我可以使用指针有一个 int 类型的二维数组吗？

Question

Good day guys. I am learning C and quite messed up now as I go through pointer and arrays.

1)Why can't I have a 2D array of int type using pointers? Like

int *arr[4] = {{1,2,3,4}, {5,6,7,8}, {9,10,11,12}};

or

int **arr = {{1,2,3,4}, {5,6,7,8}, {9,10,11,12}};

Seems quite convincible to me though...

2. Also, why we use char * arr[5] in replace of char arr[5][40] instead of char * arr[40], that simply could not make sense to me...

Many thanks to your guys in advance!

Answer 1

Pointers are not arrays and arrays are not pointers. A pointer can however be used to point at the first element in an array.

You need to make up your mind if you wish to have a 2D array of int or a 1D array of int* , each pointing the first element of an array.

---

A 2D array is simply:

int arr[3][4] = {{1,2,3,4}, {5,6,7,8}, {9,10,11,12}};

This is the fastest form you'll ever get, but it is restricted to the scope it is allocated inside.

---

A 1D array of pointers to first elements can be done by having the pointers point at local scope arrays:

int* arr [3] = {(int[]){1,2,3,4}, (int[]){5,6,7,8}, (int[]){9,10,11,12}};

This is utilizing the feature known as compound literals . These arrays will have the same scope as arr and go out of bounds when arr does.

---

If you need the arrays to stay alive outside that scope, you could use dynamic memory allocation instead:

int (*arr)[4] = malloc( sizeof(int[3][4]) );
...
arr[i][j] = something;
...
free(arr);

The above creates a dynamically allocated 2D array, then lets an array pointer point at the first array inside that 2D array.

---

It's also possible to create slower, crappier code by dynamically allocating a 1D array of int* then have each pointer point at the first element of an array:

int** arr = malloc( sizeof(int*[3]) );
for(size_t i=0; i<3; i++)
{
  arr[i] = malloc( sizeof(int[4]) );
}

...

for(size_t i=0; i<3; i++)
{
   free(arr[i]);
}
free(arr);

This amateur form has absolutely no advantage in your case. Code like the above only makes sense when we need completely variable-sized dimensions, which we don't in case of static 2D arrays.

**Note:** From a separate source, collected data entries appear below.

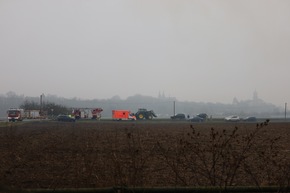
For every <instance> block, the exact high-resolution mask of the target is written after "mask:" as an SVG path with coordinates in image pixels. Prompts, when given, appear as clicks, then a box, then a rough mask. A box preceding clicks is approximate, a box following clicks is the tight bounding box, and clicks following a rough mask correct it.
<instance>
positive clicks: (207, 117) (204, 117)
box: [196, 113, 208, 120]
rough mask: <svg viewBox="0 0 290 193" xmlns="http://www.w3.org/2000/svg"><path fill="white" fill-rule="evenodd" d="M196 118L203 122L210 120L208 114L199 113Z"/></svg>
mask: <svg viewBox="0 0 290 193" xmlns="http://www.w3.org/2000/svg"><path fill="white" fill-rule="evenodd" d="M196 116H197V117H201V118H203V120H206V119H207V118H208V115H207V114H206V113H199V114H197V115H196Z"/></svg>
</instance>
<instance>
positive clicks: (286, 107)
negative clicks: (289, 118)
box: [285, 103, 287, 120]
mask: <svg viewBox="0 0 290 193" xmlns="http://www.w3.org/2000/svg"><path fill="white" fill-rule="evenodd" d="M286 115H287V103H285V120H286Z"/></svg>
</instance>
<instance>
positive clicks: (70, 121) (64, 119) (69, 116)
mask: <svg viewBox="0 0 290 193" xmlns="http://www.w3.org/2000/svg"><path fill="white" fill-rule="evenodd" d="M56 120H57V121H63V122H75V121H76V119H75V118H74V117H71V116H69V115H58V116H57V118H56Z"/></svg>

So all this version does is to segment the heap and block data cache utilization, wasting memory and execution speed. You also need to free() it in several steps, with a loop.

More info: Correctly allocating multi-dimensional arrays

Answer 2

Correctly said by @Dmitri.

You can have an array of pointers, each pointing to an array... or you can have a pointer to array, pointing at an array of arrays.

Example:

int r = 3, c = 4;

int **arr = (int **)malloc(r * sizeof(int *)); 
for (int i=0; i<r; i++) 
     arr[i] = (int *)malloc(c * sizeof(int)); 

After initialising, you can assign the values.